As a practical element of the pledge, signatories agree to promote diversity in their “hiring practices,” meaning they will “strive to identify, recruit, and interview individuals from diverse backgrounds,” a term the NCAA indicates is a reference to women and racial/ethnic minorities.

“We recognize and value the experiences individuals from diverse backgrounds bring to intercollegiate athletics,” the pledge states. “As part of this commitment we will also engage in regular diversity, inclusion, and equity review to inform campus policy and diversity initiatives.”

Some prominent academic institutions have already given their full endorsement to the pledge, including the American Council on Education (ACE), which is chaired by Georgetown University president John DeGioia.

[RELATED: Georgetown still atoning for 1838 slave sale]
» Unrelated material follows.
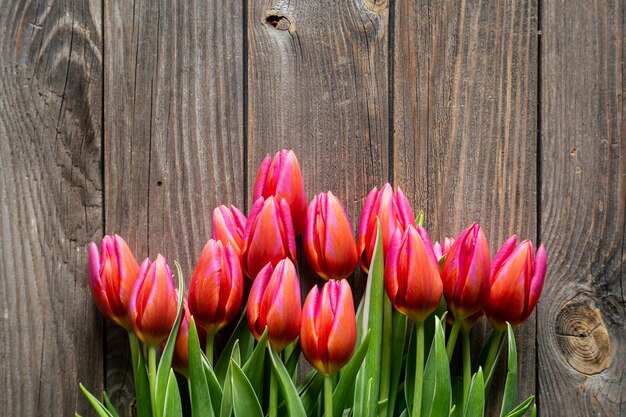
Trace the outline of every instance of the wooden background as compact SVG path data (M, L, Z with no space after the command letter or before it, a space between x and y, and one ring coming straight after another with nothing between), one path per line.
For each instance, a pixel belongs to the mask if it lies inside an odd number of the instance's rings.
M0 415L93 415L79 381L126 409L88 243L189 274L281 148L355 230L389 181L433 238L544 242L523 394L626 415L625 22L618 0L0 0Z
“We are pleased to give our full support to the NCAA as it seeks commitments from college and university presidents to establish initiatives to achieve ethnic and racial diversity and gender equity and inclusion in intercollegiate hiring practices,” DeGioia wrote in a joint statement with ACE’s president, Molly Corbett Broad.

The NCAA based the pledge on an internal study from the 2014-’15 school year, which revealed that fewer than 10 percent of athletic directors were African American, and that ethnic minorities held only 13 percent of all administrative positions in college athletics.
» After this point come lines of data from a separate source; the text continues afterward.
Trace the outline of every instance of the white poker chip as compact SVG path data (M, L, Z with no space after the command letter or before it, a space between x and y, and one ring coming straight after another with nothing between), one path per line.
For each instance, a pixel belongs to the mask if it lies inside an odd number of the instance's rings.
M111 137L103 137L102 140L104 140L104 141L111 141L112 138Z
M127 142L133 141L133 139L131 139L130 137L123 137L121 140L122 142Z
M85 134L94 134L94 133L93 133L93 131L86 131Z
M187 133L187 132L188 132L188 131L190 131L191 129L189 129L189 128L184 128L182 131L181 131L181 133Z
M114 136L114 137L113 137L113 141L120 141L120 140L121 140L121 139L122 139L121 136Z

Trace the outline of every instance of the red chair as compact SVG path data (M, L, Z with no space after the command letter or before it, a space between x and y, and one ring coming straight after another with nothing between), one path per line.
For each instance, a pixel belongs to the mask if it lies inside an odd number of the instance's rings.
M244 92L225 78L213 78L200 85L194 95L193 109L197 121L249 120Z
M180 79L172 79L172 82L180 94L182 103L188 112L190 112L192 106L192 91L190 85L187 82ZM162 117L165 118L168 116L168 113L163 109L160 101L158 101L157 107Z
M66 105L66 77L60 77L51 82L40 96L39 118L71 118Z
“When school’s take this pledge—and follow through with their actions—it can be a powerful instrument that supports university and Association values when addressing student-athletes, recruits, parents, and prospective staff on their campuses,” declared Bernard Franklin, the NCAA’s executive vice president of education and community.

The move comes on the heels of a months-long debate over North Carolina’s controversial “transgender bathroom bill,” which recently resulted in the NCAA pulling all championship games from the state until the legislation is reversed.

Such behavior, in fact, is not at all uncharacteristic for the NCAA, which also weighed in against Indiana’s religious freedom bill in 2015, even though 19 other states had pissed similar bills at the time.

In that case, NCAA President Mark Emmert said that he was “surprised and disappointed” by the short-lived law allowing religious beliefs to be used as a defense in court, hinting that the organization might have to reconsider its engagement in the state if the law were allowed to take effect.